Éducation

Comment savoir si mon enfant rencontre des difficultés d’apprentissages ?

Sur le site de Plume, on nous demande souvent si notre plateforme est adaptée aux enfants dyslexiques ou même dyspraxiques. Oui, mille fois oui. L’intérêt de l’outil numérique réside dans ses fonctionnalités pour mettre en situation de réussite tous les enfants. Beaucoup de parents et maîtresses témoignent en effet du fait que grâce à l’outil, des enfants habituellement “bloqués” dans la production d’écrits sont capables de rédiger des histoires entières.

Je ne parlerai pas ici de la dyspraxie mais plus particulièrement de la dyslexie et de la dysgraphie que j’ai pu observer de près dans mes classes et pour lesquelles j’ai été longuement formée lors de mon master de psychologie clinique.

Cet article est donc assez long et peut-être un peu technique; c’est parce que je pense qu’il faut parler avec précision et honnêteté des troubles qui touchent nos élèves.

Les troubles des apprentissages : de quoi parle-t-on ?

Les troubles des apprentissages sont des “troubles hétérogènes du développement” dans lesquels l’acquisition de la lecture, de l’écriture est perturbée dès les premières étapes de la scolarité. Les difficultés ne sont pas expliquées par des raisons intellectuelles ou sociales ou par une scolarité inadéquate.

On reconnaît habituellement trois troubles majeurs des apprentissages (DSM-IV) : le trouble de la lecture, le trouble de l’expression écrite et le trouble du calcul. Le trouble de la lecture est le plus commun, représentant environ 80% des troubles dans ce domaine. Les troubles des apprentissages se recoupent, en particulier ceux de la lecture et de l’écriture.

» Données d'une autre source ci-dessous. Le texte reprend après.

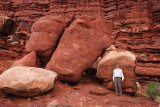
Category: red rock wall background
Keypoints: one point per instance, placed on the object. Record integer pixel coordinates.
(136, 23)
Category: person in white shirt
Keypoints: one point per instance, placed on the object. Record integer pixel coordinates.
(118, 77)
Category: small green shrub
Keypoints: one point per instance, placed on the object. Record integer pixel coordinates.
(153, 89)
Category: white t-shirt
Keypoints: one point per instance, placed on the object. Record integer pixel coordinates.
(117, 72)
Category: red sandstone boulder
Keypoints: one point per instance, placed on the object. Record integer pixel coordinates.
(126, 61)
(46, 33)
(27, 81)
(29, 60)
(6, 25)
(80, 46)
(43, 43)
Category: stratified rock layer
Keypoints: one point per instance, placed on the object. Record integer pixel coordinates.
(126, 61)
(27, 81)
(79, 47)
(30, 60)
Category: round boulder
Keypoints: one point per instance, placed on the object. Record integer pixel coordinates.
(27, 81)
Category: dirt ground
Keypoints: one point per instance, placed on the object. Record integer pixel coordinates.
(89, 92)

Pour autant, la nature, la définition et la classification de ces troubles sont parmi les sujets les plus controversés de la psychopathologie de l’enfant et de l’adolescent.

  • En réalité, on manque d’instruments permettant de diagnostiquer tôt et de manière fiables les troubles des apprentissages notamment parce qu’il est difficile de déterminer clairement ce qu’ils sont censés mesurer. Les manifestations de ces troubles sont, de plus, extrêmement hétérogènes.
  • Le trouble de la lecture ou dyslexie est celui qui a fait le plus l’objet de recherches et dont les manifestations sont les plus connues.
  • Le trouble de l’expression écrite ou dysgraphie, tout comme le trouble du calcul ou dyscalculie sont moins connus.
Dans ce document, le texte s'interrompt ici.